Foist to walk the plank! Avast ye, early boids!

The shadow knows... is there a peter pan connection?
I gotta read this one.

pepe - may the fleas of a thousand camels infest your armpits.....kidding!

Judi - will there be MORE strumpeting in the near future? Or are the boys just gonna rest on their laurels for awhile?

darn... i need flea powder.

Dave also revealed his platform for his next presidential candidacy.

whew.....I am relieved. I hope they dont misplace my vote again....

resting on their laurels...

I though Mrs. Blog was named Michelle (and Mrs. Ridley isn't named Laurel either) !

insom - Let me introduce you to the "high road":

"High Road, this is insom, insom, this is high road."

I'll let you two get aquainted.

Another fine mess you've gotten me into.

actually i think they're going to Spend Time With Their Families for a while ;)

*snork* "talk like a porpoise" for me.
*follows Punkin up the high road*

1) no, I can't hear it (werk filter)
2) spending time with their Families: I think that is why Dave is on hiatus after all ...

Great photo - Mr. Harris is wearing the Blue shirt now!

OMG...watch the Picture of the Day on Paul Harris...

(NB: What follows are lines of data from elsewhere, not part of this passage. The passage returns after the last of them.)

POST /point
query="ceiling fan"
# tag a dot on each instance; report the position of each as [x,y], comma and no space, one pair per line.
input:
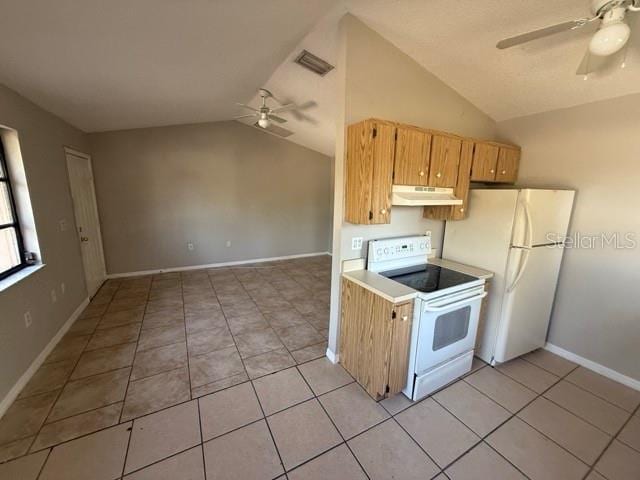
[266,114]
[612,35]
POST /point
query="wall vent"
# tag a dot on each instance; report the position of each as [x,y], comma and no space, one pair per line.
[275,130]
[309,61]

thats Elton John at first...then William Shatner doing "Rocket Man" (this is where Stewie from Family guy got hisd imitation)

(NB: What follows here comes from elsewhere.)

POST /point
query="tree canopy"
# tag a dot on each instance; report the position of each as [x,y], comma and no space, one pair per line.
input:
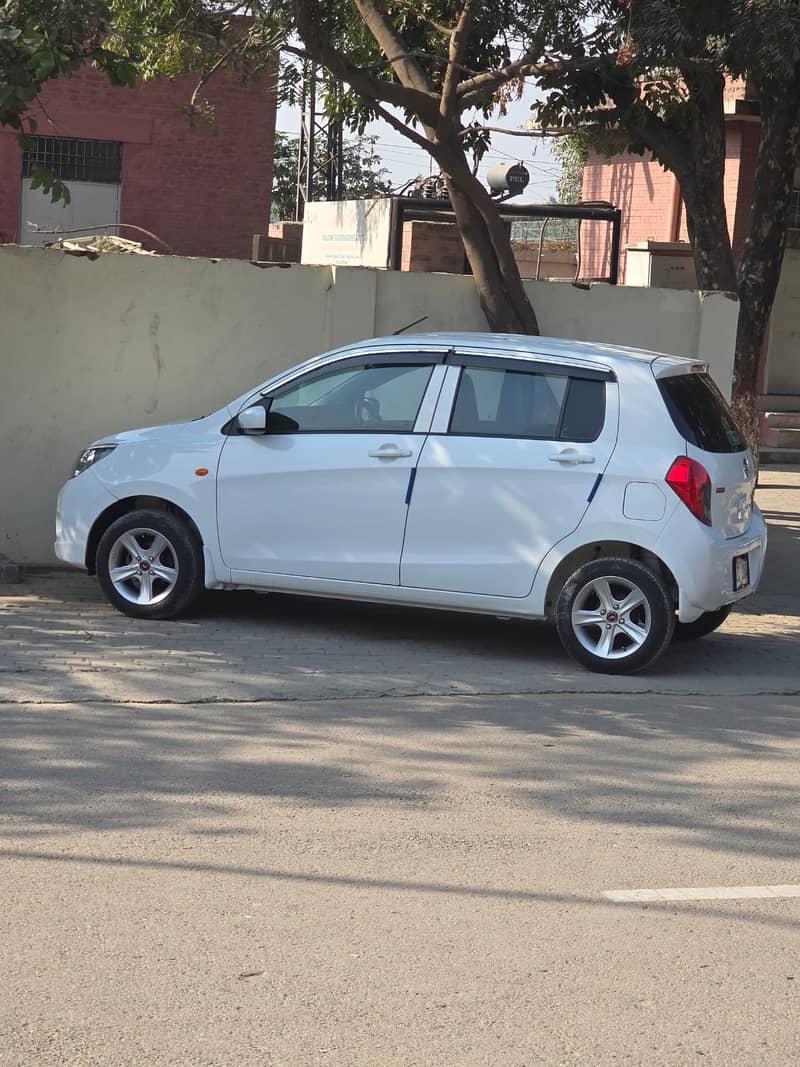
[363,173]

sorry, havent figured linking out yet

the BEST is Shat doing a JIG at the end....classic!!!!

punkin - i'll guess you'll get to Scotland before me...

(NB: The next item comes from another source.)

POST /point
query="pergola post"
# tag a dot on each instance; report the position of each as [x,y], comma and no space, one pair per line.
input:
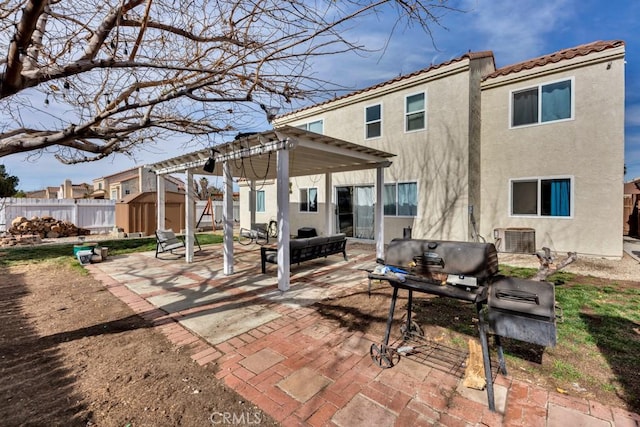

Welcome St. Louis blurkers!!! Wish I could hear it. (Is it streaming? Podcasting? Any of that other techno-crap?)

Time Travelling Hamsters wbagnfaTeenPopband?

i wonder who Paul Harris is most proud to be photographed with...Pearson and Barry or The Cristic Jon Lovitiz...

What is that weird shirt Dave has on? First of all, it's not blue, the Official International Color of Dave's Shirts. More importantly, it looks like something a second grader would wear on photo day.

Chaz, check your mail, if it doesn't come through right, go to the Criminal Mastermind of The Week thread.

Hey Dave! Hey Ridley! It's a freakin' dolphin, not a porpoise! As in Day of the Dolphin. As in Miami Dolphins. Ridley, I get, 'cause he's from St. Louis, but how can someone live in Miami for eleventy seveteen dog [not dingo] years and not realize the funny one with the big nose is the dolphin? The porpoise is the dolphin after Ryhno[not Hippo]plasty.

*Steps down off high donkey*

Sorry to be so dull .. but who is Paul Harris?

for jorge and others blocked. The link is a recording of an interview with KMOX's Paul Harris. Dave and Ridley, strumpeting in St. Louis.

can't listen to it right now cuz I'm "working" -dang job!!!

CJ-I think Dave has been quoted as saying: "Fact checker?"

Dave and Ridley-Great book tour--you guys were troupers.

Now I understand the 24 plot holes--they're don't edit out the time-travelling hamsters!

Great interview, guys! Can anyone recommend which of Ridley's books I should start reading? (Besides Peter, of course...) I think I've caught up with all of Dave's books until Christmas.

Look here, Missy: It's people like you "working" that are the problem. Don't look to the border and to the gas pump and point your finger there. Don't blame the fat rumps in Washington. Look in the mirror if you want to see Erdlinger.

Hey, where are my fries? The point is plain. We sit around lollygagging and bitching about the welfare moms and meanwhile the bat's in the washing machine my god I think he's been there all night and somehow this is Mr. Bush's soda? Hey, where's my soda?

T'aint no big flippin' deal. Gimme that. Don't eat with your mouth full, that's what my momma used to say FOR THE LOVE OF GOD SHUT THAT THING UP but then again those were happier days and the dandelions were blooming all around and my doggie was still alive and my dad drove a chevy and I used to mow the grass with the bees and the dog poop and the sweat in your eyes... used to cut it right down...and the dandelions too, just mixed 'em all together...one day I ran the lawn mower into the basement window and broke a pane of glass and sent my sister to the basement cause I was too afraid of the bats... you know, they get in your hair and cause rabies and then you get pregnant and have rabid bat babies and after that ain't nobody gonna date you.

mud?? need a gumball???

gee whiz, mud - did your head just explode?

Methinks Mud's hittin' the hard stuff today.

The old bloglit known as mudstuffin
Admitted geezer, fart, and curmudgeon
Is off meds again
and hard to comprehend
If you don't like 'im, don't pitch a high dudgeon!

Mud, darlin' - take a deep breath. (And you might want to refresh yout tin-foil hat.)

Mud breaks from haiku
Startled bloglits scatter off
Mary gathers kids

YOUR, not yout. grrrrrrr

When 'stuffin' posts in some new guise
There's grass and dog poop and sweat in his eyes.